Anémonas (Aiptasia diaphana, A. mutabilis, Alicia mirabilis e Anemonia viridis]):

Estas espécies apresentam células urticantes (cnidoblastos) que sob perturbação libertam uma toxina. Esta toxina provoca irritações na pele, olhos e boca das pessoas, pelo que é importante ter cuidado ao tocar e manusear estes organismos.


Rascassos (Scorpaena spp.):

Os Rascassos ou peixes-escorpião possuem toxinas venenosas na base dos espinhos da barbatana dorsal. Estes peixes (Scorpaena notata, S. porcus) apresentam extraordinária capacidade de mimetização com o ambiente, sendo difíceis de distinguir devido à facilidade de camuflagem em diferentes substratos. Os rascassos que ocorrem no Atlântico não são letais para o homem, mas a picada provoca dormência, dor e ferida. A dor pode durar até 12 horas e causar uma sensação incómoda durante dias a semanas. A dor pode ser acompanhada de ferida, que pode evoluir para vesículas, estando sempre associada um grau variável de edema. Se for picado por um peixe-escorpião considere procurar aconselhamento médico.

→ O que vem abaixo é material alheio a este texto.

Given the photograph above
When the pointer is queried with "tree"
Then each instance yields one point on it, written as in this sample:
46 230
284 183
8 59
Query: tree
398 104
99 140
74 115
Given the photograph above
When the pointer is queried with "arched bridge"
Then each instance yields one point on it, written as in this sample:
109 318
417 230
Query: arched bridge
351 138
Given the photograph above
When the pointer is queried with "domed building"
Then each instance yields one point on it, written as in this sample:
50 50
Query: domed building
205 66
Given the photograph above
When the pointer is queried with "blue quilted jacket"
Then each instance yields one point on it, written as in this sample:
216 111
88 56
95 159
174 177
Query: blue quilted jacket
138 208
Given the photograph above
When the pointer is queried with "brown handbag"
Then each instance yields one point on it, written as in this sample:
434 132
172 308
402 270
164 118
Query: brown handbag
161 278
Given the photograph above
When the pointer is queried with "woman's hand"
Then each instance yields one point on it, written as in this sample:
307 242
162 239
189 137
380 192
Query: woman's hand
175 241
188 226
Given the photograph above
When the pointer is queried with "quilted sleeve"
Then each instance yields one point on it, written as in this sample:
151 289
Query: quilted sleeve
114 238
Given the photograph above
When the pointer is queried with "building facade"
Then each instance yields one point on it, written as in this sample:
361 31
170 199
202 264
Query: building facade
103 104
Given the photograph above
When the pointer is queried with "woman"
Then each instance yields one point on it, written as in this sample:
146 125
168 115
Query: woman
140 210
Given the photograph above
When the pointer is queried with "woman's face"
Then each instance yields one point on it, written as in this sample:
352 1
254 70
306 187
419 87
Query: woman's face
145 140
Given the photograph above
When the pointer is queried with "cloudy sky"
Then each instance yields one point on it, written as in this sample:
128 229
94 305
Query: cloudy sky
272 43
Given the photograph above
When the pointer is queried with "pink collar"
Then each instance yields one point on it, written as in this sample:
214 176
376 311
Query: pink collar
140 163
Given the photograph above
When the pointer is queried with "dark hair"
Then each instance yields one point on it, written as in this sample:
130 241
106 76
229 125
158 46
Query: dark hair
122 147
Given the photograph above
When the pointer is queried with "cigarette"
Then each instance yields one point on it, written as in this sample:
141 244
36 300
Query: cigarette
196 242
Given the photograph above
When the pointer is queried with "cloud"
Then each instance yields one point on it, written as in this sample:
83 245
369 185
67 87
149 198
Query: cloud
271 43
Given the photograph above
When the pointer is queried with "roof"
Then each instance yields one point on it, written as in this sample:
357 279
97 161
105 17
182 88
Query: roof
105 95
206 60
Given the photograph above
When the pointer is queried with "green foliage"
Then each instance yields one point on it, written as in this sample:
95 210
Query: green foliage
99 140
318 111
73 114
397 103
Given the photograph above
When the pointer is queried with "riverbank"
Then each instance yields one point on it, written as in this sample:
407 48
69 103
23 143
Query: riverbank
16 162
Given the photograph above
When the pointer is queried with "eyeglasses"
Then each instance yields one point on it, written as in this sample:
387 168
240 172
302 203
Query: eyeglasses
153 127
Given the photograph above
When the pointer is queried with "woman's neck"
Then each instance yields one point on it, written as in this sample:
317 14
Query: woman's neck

Peixe-aranha (Trachinus draco e Echiichthys vipera):

Os peixes-aranha são as espécies marinhas de zonas arenosas e que oferecem maiores receios aos banhistas portugueses pelo facto de serem responsáveis pelo maior número de relatos de picadas por animal venenoso. De facto, o peixe-aranha possui glândulas venenosas na base dos espinhos da primeira barbatana dorsal e na região do opérculo. Este veneno, potencialmente perigoso se chegar à corrente sanguínea, pode paralisar o pé ou a perna por longas horas. O seu efeito causa edema e muita dor, que pode ser diminuída pelo uso de água quente, ou de um anestésico local sobre a ferida.